The debris came loose when the entire façade of the centuries-old, Victorian-style building crumbled around 3 a.m. Monday morning.
“I was in bed sleeping and my dog started going crazy,” recalled Matt Gordon, a tenant of the building. “Then we heard a bunch of bricks falling and we tried to come out front,” but that proved impossible, with the fallen debris blocking the entrance.
The Richmond Fire Department responded to the scene around 3 a.m. Three people were inside the home at the time of the partial collapse, but nobody was injured.
Residents and neighbors told CBS 6 the warning signs had been in place for months, with the façade of the building starting to separate from the rest of the structure.
“The building’s 130 years old, and it’s lasted a long time,” continued Gordon. “But it was very disconcerting for me the fact that this has been going on for a while and we’ve asked for it to get fixed a couple of times, and it’s just been sort of left off.”
Gordon said he alerted the maintenance people in his building, but not the city.
Richmond does not require annual inspections of historic residences.
The main reasons those structures are inspected- additions to the home and a change in occupancy, according to Richmond spokesperson Mike Wallace.
Still, some people living in the neighborhood claim the city knew about the deteriorating state of the building and did nothing.

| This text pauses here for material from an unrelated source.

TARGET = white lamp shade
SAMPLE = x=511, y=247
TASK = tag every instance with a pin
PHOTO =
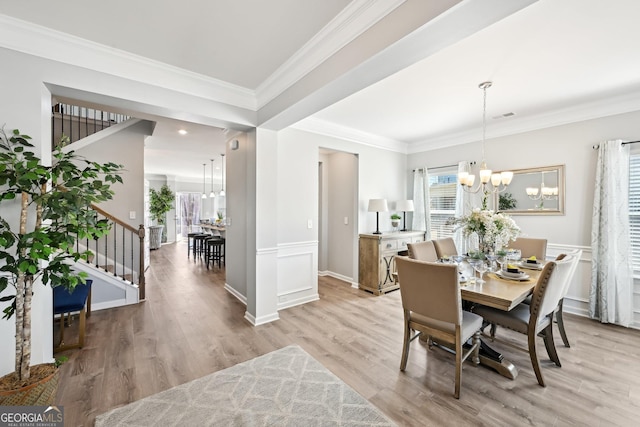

“This has been going on for a while, and the city was down here about a month ago, taking pictures,” said Andy Fletcher, a friend of one of the residents. “It was just getting worse, [the façade] getting farther and farther away from the building.”
A call placed to the city to determine if the Building Commissioner had declared the structure uninhabitable, and if the Planning and Development Department knew of the safety hazard, went unreturned.
One of the residents, Andy King, said he isn’t sure where he’ll be staying for the immediate future.
“They told us on and off, ‘we can’t go in,’ then ‘we can go in,’ so who knows,” said King.